Specify percent of top alignments for each read to be considered for each node. Default: 0.01.

Only when --metagenomic_tool malt is also supplied

maltextract_destackingoff

Turn off destacking. If left on, a read that overlap with another read will be removed (leaving a depth coverage of 1).

Only when --metagenomic_tool malt is also supplied

maltextract_downsamplingoff

Turn off downsampling. By default, downsampling is on and will randomly select 10,000 reads if the number of reads on a node exceeds this number. This is to speed up processing, under the assumption at 10,000 reads the species is a ‘true positive’.

Only when --metagenomic_tool malt is also supplied

maltextract_duplicateremovaloff

Turn off duplicate removal. By default, reads that are an exact copy (i.e. same start, stop coordinate and exact sequence match) will be removed as it is considered a PCR duplicate.

Only when --metagenomic_tool malt is also supplied

maltextract_matches

Export alignments of hits for each node in BLAST format. By default turned off.

Only when --metagenomic_tool malt is also supplied

maltextract_megansummary

Export ‘minimal’ summary files (i.e. without alignments) that can be loaded into MEGAN6. By default turned off.
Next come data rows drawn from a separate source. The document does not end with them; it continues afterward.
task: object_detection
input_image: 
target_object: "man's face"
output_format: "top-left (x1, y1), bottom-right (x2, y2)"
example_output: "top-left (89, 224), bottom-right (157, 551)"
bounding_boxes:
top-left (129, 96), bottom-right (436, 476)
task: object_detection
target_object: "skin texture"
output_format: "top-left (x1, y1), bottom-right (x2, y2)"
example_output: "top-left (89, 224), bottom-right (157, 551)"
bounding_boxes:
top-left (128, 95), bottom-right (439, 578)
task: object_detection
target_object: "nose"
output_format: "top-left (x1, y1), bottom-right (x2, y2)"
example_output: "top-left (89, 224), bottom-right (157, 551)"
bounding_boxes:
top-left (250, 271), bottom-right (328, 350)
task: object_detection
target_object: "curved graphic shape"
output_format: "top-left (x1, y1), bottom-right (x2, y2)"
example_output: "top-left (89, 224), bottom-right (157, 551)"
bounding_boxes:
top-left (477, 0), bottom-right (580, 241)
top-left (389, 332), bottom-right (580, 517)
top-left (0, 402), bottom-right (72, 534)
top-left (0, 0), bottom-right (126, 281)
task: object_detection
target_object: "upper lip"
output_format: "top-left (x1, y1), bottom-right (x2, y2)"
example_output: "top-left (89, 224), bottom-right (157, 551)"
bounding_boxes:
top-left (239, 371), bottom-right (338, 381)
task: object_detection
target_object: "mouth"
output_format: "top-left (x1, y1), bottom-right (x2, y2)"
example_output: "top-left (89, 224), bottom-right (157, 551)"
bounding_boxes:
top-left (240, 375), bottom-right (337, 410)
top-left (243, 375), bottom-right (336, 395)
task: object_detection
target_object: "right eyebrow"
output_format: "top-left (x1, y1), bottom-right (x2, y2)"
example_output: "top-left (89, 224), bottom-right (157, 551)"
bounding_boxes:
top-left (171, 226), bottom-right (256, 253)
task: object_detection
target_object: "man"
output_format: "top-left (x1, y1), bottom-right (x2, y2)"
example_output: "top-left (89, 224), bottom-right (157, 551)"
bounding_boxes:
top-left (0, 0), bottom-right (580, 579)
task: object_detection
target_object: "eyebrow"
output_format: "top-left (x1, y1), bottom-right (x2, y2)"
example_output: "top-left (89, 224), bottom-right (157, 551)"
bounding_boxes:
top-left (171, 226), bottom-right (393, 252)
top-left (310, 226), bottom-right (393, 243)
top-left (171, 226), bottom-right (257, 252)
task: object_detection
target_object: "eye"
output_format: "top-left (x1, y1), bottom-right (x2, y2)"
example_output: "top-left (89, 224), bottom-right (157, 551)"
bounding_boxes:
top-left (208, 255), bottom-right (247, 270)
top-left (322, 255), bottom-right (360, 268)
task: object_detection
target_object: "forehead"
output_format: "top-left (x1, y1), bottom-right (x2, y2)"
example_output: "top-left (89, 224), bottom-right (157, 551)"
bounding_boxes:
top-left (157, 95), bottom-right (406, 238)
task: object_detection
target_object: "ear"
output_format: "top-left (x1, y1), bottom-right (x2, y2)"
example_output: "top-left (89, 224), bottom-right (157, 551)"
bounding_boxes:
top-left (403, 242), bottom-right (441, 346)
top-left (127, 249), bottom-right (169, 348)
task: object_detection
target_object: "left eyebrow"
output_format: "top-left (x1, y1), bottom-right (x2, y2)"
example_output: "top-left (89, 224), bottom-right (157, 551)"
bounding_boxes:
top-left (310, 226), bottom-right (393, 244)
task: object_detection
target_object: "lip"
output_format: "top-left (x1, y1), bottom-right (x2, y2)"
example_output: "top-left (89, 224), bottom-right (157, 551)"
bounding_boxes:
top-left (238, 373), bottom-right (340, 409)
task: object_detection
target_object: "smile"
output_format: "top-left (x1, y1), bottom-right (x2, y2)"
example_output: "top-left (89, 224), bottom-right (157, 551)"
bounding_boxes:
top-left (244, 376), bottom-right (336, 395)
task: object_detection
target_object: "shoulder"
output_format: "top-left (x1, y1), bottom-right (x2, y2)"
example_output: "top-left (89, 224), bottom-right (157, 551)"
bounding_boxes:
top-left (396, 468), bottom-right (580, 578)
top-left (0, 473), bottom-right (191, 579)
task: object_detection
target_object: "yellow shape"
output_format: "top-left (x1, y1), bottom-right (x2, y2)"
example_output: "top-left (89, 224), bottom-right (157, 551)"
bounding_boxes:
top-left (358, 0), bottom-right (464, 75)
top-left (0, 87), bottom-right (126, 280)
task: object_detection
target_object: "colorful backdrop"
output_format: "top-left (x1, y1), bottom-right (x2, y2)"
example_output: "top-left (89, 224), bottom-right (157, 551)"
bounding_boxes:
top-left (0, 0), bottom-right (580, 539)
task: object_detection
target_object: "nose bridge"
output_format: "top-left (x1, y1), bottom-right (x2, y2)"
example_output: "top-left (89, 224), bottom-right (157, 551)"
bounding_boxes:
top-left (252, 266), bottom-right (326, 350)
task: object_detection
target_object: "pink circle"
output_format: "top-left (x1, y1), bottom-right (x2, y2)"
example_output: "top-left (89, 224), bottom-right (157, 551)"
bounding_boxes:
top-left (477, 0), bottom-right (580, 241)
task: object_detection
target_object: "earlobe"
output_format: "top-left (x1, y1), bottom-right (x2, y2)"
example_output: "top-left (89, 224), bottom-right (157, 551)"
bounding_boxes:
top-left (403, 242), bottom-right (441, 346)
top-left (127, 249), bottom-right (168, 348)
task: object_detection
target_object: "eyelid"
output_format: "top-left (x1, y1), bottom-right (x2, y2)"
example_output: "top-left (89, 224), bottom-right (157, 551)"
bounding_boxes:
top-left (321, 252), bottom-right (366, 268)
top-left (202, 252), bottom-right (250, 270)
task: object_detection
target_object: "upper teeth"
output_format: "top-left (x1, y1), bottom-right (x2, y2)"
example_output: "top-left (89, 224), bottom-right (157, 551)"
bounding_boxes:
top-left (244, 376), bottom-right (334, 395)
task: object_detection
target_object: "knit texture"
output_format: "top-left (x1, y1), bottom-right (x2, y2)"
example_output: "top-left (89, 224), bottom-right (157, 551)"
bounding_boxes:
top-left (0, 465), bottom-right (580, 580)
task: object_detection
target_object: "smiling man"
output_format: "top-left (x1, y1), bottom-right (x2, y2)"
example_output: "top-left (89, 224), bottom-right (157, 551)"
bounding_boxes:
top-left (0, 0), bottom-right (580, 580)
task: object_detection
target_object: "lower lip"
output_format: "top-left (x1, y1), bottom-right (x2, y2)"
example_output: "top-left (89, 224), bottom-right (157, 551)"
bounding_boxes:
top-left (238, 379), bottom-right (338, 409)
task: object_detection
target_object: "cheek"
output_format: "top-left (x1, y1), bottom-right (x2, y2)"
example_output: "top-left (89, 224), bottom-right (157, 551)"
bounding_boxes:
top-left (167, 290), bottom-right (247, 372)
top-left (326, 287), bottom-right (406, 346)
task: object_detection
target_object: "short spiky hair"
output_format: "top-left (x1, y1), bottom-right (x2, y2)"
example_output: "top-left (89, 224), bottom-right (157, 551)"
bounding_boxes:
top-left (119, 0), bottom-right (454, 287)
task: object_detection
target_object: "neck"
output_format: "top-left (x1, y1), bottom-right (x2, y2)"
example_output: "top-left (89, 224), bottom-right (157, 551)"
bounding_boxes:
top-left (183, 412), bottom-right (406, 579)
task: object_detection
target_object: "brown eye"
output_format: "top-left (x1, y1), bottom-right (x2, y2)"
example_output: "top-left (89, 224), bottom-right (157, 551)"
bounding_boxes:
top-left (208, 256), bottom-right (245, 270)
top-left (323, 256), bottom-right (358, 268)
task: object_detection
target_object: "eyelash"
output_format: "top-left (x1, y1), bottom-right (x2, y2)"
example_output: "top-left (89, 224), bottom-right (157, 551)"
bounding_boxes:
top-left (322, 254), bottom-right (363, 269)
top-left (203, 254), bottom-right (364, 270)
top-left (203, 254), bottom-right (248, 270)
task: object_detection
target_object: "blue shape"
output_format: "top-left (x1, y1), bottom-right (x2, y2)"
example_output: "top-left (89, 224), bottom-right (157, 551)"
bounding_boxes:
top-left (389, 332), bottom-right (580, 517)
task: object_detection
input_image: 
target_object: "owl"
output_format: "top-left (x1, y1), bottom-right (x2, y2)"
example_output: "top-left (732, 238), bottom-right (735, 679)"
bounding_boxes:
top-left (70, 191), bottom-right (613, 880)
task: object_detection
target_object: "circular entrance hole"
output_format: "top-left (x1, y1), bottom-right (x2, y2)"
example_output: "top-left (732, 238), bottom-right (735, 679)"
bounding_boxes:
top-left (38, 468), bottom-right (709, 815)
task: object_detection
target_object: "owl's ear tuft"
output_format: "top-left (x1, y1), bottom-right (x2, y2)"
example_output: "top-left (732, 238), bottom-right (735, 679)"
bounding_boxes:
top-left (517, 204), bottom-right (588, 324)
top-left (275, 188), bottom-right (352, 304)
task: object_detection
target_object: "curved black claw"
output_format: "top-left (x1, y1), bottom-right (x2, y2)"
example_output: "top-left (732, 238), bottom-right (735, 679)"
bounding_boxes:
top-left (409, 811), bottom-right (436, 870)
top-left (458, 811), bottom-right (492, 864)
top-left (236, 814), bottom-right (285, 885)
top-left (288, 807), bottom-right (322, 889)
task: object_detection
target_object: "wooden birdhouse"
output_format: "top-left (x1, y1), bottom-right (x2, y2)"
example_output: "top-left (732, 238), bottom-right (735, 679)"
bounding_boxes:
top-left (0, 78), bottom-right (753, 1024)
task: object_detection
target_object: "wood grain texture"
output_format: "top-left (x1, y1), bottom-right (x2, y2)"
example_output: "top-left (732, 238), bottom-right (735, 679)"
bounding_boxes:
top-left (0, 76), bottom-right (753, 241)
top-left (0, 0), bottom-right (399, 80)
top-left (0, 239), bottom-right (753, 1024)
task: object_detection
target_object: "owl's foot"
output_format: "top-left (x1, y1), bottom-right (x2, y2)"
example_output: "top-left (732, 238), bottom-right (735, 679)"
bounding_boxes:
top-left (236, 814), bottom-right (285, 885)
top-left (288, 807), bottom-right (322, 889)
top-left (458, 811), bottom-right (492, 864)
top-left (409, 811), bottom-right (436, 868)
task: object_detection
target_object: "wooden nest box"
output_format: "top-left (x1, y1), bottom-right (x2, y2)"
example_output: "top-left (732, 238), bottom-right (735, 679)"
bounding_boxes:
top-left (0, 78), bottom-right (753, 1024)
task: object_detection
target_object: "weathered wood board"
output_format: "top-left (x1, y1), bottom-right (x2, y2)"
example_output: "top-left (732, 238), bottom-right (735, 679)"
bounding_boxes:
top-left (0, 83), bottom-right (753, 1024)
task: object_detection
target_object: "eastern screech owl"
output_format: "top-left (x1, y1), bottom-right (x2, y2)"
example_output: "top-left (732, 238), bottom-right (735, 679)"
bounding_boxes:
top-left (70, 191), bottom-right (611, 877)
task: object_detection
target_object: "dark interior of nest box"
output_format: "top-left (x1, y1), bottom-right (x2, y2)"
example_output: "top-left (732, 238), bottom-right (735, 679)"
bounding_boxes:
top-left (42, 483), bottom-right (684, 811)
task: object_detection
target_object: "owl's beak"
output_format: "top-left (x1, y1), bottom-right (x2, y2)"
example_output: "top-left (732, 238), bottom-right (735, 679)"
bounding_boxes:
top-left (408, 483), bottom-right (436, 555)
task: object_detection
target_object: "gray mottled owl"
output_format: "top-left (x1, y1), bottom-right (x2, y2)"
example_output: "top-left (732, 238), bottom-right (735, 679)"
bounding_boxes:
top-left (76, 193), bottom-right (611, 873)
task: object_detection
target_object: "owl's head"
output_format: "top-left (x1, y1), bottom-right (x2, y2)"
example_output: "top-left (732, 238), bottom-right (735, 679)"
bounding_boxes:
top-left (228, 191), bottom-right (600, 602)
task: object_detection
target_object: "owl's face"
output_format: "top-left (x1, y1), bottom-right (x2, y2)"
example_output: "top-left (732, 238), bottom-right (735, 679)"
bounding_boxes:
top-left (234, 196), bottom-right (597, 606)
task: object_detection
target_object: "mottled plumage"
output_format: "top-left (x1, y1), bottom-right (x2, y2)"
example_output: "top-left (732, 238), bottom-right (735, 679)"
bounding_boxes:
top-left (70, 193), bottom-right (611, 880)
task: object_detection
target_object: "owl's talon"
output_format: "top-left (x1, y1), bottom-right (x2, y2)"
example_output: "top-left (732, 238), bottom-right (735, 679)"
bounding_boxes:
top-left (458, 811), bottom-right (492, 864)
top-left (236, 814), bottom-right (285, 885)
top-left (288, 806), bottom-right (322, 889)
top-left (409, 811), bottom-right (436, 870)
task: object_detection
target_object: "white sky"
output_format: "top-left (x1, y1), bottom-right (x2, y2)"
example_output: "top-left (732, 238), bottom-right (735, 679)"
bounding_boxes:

Only when --metagenomic_tool malt is also supplied

maltextract_percentidentity

Minimum percent identity alignments are required to have to be reported. Higher values allows fewer mismatches between read and reference sequence, but therefore will provide greater confidence in the hit. Lower values allow more mismatches, which can account for damage and divergence of a related strain/species to the reference. Recommended to set same as MALT parameter or higher. Default: 85.0.

Only when --metagenomic_tool malt is also supplied

maltextract_topalignment

Use the best alignment of each read for every statistic, except for those concerning read distribution and coverage. Default: off.

Only when --metagenomic_tool malt is also supplied

maltextract_singlestranded

Switch damage patterns to single-stranded mode. Default: off.

Only when --metagenomic_tool malt is also supplied

Clean up

Once completed a run has completed, you will have lots of (some very large) intermediate files in your output directory, within the directory named work.

Once you have verified your run completed correctly and everything in the module output directories are present as you expect and need, you can perform a clean up.

Important: Once clean up is completed, you will not be able to re-rerun the pipline from an earlier step and you’ll have to re-run from scratch.

While in your output directory, firstly verify you’re only deleting files stored in work/ with the dry run command:

nextflow clean -n

If you’re ready, you can then remove the files with

nextflow clean -f -k

This will make your system administrator very happy as you will halve the harddrive footprint of the run, so be sure to do this!